Sunday, 25 November 2018

M&M: The Hour of the Lynx

A young man arrives in a snowy small town and seemingly without reason brutally kills an elderly couple in a house. The man, by the name of Drengen, is caught and brought to the high security area of a prison. There the young psychologist Lisbet does an experiment by giving the inmates pets. Among them Drengen, who gets a red furred cat. Another inmate gets jealous during yard exercise time and throws the cat over the fence. Surprisingly Drengen has bonded a lot with the cat and ends up killing the other inmate in anger. The cat is found again. But Lisbet has to abandon the experiment. Since it's the last time with the pets, Drengen gets the cat back to say good-bye. But he claims that it's not his cat. He's convinced that god is speaking to him through the cat and pushing him to commit suicide. Lisbet doesn't know what else to do but involving the priest Helen.

Drengen is totally withdrawn and there's nothing they can get out of him that makes much sense. Helen persuades a guard to lock her in with Drengen in his cell over night. In the night Drengen starts talking and things start to make sense when he begins to talk about his past. You've got to watch yourself to find out what he's telling. The original title of this Danish-Swedish movie by the way is I lossens time.

As you can see above, Drengen is a young man, who is not afraid to use brutal force. So this movie isn't a totally easy one. Apart from those two murders however, the movie impresses by being markedly calm and makes one wonder, even well after the closing credits are over, about topics like blame, forgiveness and belief.

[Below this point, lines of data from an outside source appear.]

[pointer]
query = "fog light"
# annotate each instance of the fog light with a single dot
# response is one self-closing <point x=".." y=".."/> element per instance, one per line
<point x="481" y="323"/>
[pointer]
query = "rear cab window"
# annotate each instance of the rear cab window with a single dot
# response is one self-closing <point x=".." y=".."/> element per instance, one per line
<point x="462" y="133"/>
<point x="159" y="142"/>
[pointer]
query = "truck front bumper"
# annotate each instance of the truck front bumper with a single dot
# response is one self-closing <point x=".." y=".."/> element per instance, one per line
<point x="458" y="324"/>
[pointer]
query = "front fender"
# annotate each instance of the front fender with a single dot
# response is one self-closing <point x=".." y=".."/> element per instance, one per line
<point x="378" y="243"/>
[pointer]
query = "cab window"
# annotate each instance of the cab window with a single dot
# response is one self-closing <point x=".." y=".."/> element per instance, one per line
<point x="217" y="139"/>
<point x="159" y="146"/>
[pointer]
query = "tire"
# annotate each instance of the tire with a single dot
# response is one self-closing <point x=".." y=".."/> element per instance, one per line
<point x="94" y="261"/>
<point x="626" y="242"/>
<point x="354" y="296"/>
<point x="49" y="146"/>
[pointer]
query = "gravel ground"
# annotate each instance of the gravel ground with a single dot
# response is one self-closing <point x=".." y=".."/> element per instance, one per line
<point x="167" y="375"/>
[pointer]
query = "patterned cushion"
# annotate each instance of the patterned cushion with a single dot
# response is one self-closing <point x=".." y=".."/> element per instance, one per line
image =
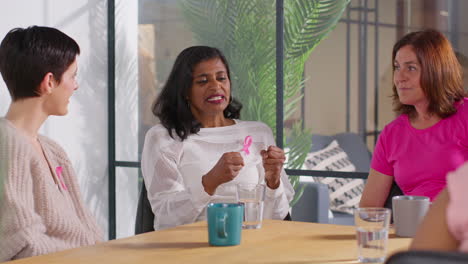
<point x="344" y="193"/>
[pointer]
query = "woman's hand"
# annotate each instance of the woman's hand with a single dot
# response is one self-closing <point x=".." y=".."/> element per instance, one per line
<point x="225" y="170"/>
<point x="273" y="160"/>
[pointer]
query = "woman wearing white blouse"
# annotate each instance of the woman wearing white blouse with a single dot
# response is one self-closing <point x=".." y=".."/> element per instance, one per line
<point x="193" y="157"/>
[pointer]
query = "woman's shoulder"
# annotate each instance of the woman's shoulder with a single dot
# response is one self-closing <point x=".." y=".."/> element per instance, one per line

By the way, the source material for this movie was a theatre play The Hour of the Lynx (original title: Lodjurets Timma) by the Swedish writer Per Olov Enquist and is a play for five people, which premiered in April 1988 in Stockholm. The premiere for the German version was in 1992 in Ingolstadt. In 1991 the Hessische Rundfunk (Hessian Broadcast) and Sachsen Radio (Saxony Radio) together produced a radio play version of the theatre play.